London: Researchers have found an unexpected link between tuberculosis and cancer, which may lead to new drug treatments for the bacterial disease that kills more than 1.5 million people each year globally.
The study, led by researchers at Stanford Medicine, found that lesions called granulomas in the lungs of people with active tuberculosis infections are packed with proteins known to tamp down the body’s immune response to cancer cells or infection.
Some types of cancer drugs target these immunosuppressive proteins.
Because these medications are widely used in cancer patients, the researchers expect that clinical trials can be launched quickly to test whether they can combat tuberculosis infection.
Tuberculosis affects millions of people around the world, and it is difficult to cure even with extended antibiotic therapy.
“Tuberculosis is a massive global health burden,” said Erin McCaffrey, lead author and graduate student at the varsity.
“Most of the time, the immune system is unsuccessful in eradicating the bacteria, but it’s not known why. We wondered whether the same molecular pathways that protect cancer cells from the immune system could also be affecting the immune response to the tuberculosis bacteria,” McCaffrey said.
The researchers used an imaging technique called multiplexed ion beam imaging by time of flight (MIBI-TOF).
Using the technique, they mapped the location of immunosuppressive proteins in granulomas in lung and other tissue from 15 people with active TB.
“We saw some of the brightest signals we’d ever seen, even in comparison with cancer tumours,” said Mike Angelo, assistant professor of pathology at Stanford University Medical Center.
“This indicates the near-universal presence of key immunosuppressive proteins in the granulomas,” Angelo said in the study published in the journal Nature Immunology.
In particular, the researchers saw high levels of two proteins – PD-L1 and IDO1 – that can suppress the immune response to cancer and are often found in tumour tissue.
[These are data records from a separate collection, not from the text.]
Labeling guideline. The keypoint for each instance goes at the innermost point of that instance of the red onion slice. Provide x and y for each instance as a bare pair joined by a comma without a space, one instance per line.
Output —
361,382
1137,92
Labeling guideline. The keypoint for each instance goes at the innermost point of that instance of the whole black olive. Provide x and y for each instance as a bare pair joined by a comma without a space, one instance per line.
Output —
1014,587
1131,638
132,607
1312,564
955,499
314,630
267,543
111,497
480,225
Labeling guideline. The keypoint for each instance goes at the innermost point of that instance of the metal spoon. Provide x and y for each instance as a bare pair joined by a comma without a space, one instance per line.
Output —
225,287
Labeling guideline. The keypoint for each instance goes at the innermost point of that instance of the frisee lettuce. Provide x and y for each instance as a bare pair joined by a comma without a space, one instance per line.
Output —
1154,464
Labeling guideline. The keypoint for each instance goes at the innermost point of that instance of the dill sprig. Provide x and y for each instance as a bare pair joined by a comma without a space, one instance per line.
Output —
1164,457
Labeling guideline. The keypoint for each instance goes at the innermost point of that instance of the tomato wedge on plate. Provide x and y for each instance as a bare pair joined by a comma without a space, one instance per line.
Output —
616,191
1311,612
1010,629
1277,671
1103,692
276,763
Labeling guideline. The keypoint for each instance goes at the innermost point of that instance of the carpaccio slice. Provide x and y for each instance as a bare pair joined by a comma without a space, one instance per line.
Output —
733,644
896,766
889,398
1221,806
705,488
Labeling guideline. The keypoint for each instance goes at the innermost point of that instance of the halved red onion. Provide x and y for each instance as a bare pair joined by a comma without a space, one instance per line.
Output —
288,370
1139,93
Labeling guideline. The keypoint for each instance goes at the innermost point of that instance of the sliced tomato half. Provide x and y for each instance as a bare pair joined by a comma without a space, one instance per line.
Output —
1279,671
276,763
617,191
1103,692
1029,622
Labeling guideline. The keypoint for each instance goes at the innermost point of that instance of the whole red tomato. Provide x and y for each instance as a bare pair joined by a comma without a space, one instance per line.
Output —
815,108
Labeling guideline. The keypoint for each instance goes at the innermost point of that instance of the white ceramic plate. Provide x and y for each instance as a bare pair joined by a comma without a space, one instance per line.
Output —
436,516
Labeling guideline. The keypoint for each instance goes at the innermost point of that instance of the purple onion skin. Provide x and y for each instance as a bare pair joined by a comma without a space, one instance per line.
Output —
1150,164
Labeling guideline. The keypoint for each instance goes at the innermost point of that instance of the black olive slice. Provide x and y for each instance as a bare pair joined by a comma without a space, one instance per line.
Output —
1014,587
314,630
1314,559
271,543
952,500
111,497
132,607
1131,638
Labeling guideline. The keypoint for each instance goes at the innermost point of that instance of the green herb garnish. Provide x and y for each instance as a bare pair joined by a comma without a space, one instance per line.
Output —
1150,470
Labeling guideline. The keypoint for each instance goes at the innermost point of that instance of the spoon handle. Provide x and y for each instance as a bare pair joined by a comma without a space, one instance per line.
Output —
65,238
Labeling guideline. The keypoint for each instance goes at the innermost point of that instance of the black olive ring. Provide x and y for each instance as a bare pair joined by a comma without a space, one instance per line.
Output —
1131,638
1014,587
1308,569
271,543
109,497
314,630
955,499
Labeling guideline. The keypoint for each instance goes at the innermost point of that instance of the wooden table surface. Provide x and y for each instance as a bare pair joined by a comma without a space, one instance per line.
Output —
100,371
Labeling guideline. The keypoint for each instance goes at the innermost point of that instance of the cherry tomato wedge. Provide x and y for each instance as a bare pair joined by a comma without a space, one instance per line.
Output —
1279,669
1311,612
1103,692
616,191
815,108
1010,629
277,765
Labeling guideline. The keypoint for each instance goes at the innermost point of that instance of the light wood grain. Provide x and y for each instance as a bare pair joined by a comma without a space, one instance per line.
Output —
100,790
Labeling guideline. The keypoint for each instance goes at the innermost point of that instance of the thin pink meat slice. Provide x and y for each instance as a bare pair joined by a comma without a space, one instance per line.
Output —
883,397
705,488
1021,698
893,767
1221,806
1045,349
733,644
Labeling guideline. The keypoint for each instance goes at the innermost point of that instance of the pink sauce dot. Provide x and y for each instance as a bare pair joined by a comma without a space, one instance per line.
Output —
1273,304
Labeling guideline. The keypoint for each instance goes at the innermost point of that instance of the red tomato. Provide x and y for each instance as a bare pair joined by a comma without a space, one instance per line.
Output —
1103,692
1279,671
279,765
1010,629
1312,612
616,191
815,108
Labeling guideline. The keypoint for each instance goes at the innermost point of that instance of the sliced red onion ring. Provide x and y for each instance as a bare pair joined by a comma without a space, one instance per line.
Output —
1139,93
These proteins are targeted by approved cancer drugs.
When McCaffrey and Angelo studied blood samples collected from more than 1,500 people infected with TB, they found that the levels of PD-L1 correlated with clinical symptoms.
Patients with latent, or asymptomatic, infection had lower levels of PD-L1 in their blood and were less likely to progress to active infection than those with higher PD-L1 levels.
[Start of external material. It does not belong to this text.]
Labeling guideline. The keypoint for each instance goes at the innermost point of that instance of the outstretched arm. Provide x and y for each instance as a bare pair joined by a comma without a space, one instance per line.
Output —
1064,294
Conversely, patients with active infection who were considered cured after treatment experienced significant decreases in their blood PD-L1 levels compared with those who were not cured.
“We saw really consistent upregulation of these signals in the blood, which is emblematic of the failed immune reaction,” Angelo said. “They could also be used to predict disease progression from latent to active disease.”